Data breaches cost average U.S. firm $5.4M per incident last year, says Ponemon
In 2012, a data breach cost a U.S. enterprise an average of $188 per record lost and $5.4 million per incident, according to the 2013 Cost of Data Breach Study compiled by the Ponemon Institute and security firm Symantec (Nasdaq: SYMC).
These numbers were down from the previous year's report, which found that a data breach cost a U.S. firm an average of $194 per record lost and $5.5 million per incident in 2011. This is the eighth year that Ponemon has conducted the data breach study.
The number of lost records per data breach in 2012 ranged from 2,300 to more than 99,000, with the average in the United States being 28,765 records lost. The 2013 report reviews breaches reported in 2012.
The report attributed the decline to the increasing number of chief information security officers being appointed with enterprise-wide responsibilities, as well as the implementation of data breach response plans and stronger enterprise security programs.
Human error and systemic problems accounted for two-thirds of data breaches last year.
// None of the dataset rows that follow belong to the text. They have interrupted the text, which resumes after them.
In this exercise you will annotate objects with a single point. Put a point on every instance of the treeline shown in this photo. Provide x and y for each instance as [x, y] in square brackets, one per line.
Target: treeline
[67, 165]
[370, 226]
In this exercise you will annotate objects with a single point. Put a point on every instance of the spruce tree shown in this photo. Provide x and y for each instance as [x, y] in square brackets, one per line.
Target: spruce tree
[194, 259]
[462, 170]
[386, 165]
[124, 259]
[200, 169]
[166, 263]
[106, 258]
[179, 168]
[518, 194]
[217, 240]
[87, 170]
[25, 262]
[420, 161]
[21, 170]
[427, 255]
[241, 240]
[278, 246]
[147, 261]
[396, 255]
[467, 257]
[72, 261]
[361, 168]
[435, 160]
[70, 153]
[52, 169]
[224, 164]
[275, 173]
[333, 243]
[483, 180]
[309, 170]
For example, prior Symantec research found that 62 percent of employees think it is acceptable to transfer corporate data outside the company and the majority never the delete the data, leaving the company vulnerable to data leaks.
"Data breaches are typically caused by people who are doing dumb things with data. It's not the hacker or the attacker. The problem is right under the security organization's nose," Robert Hamilton, senior product manager with Symantec's DLP group, told FierceEnterpriseCommunications.
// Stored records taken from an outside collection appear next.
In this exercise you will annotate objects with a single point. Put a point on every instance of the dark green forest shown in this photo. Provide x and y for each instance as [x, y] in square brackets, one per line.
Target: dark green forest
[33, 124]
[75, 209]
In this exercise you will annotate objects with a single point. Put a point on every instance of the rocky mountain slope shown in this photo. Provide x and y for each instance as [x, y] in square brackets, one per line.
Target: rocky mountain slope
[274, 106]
The report is based on the data breach experiences of 277 companies in nine countries including the United States, United Kingdom, France, Germany, Italy, India, Japan, Australia and Brazil. To derive the cost estimates, Ponemon interviewed more than 1,400 individuals at these companies over a 10-month period.
Larry Ponemon, chairman of the Ponemon Institute, explained that the study excludes data breaches of fewer than 1,000 records lost and "mega" breaches of more than 100,000 records lost in order to prevent result skewing.
Ponemon told FierceEnterpriseCommunications that the calculation of enterprise costs includes the detection and response to the data breach, breach notification to victims and regulators, customer retention efforts and business loss, which is the largest component at more than $3 million per incident.
To curb data breaches, Symantec recommends that enterprises train employees on how to handle confidential information, use data loss prevention technology, deploy encryption and strong authentication products and prepare a data breach response plan.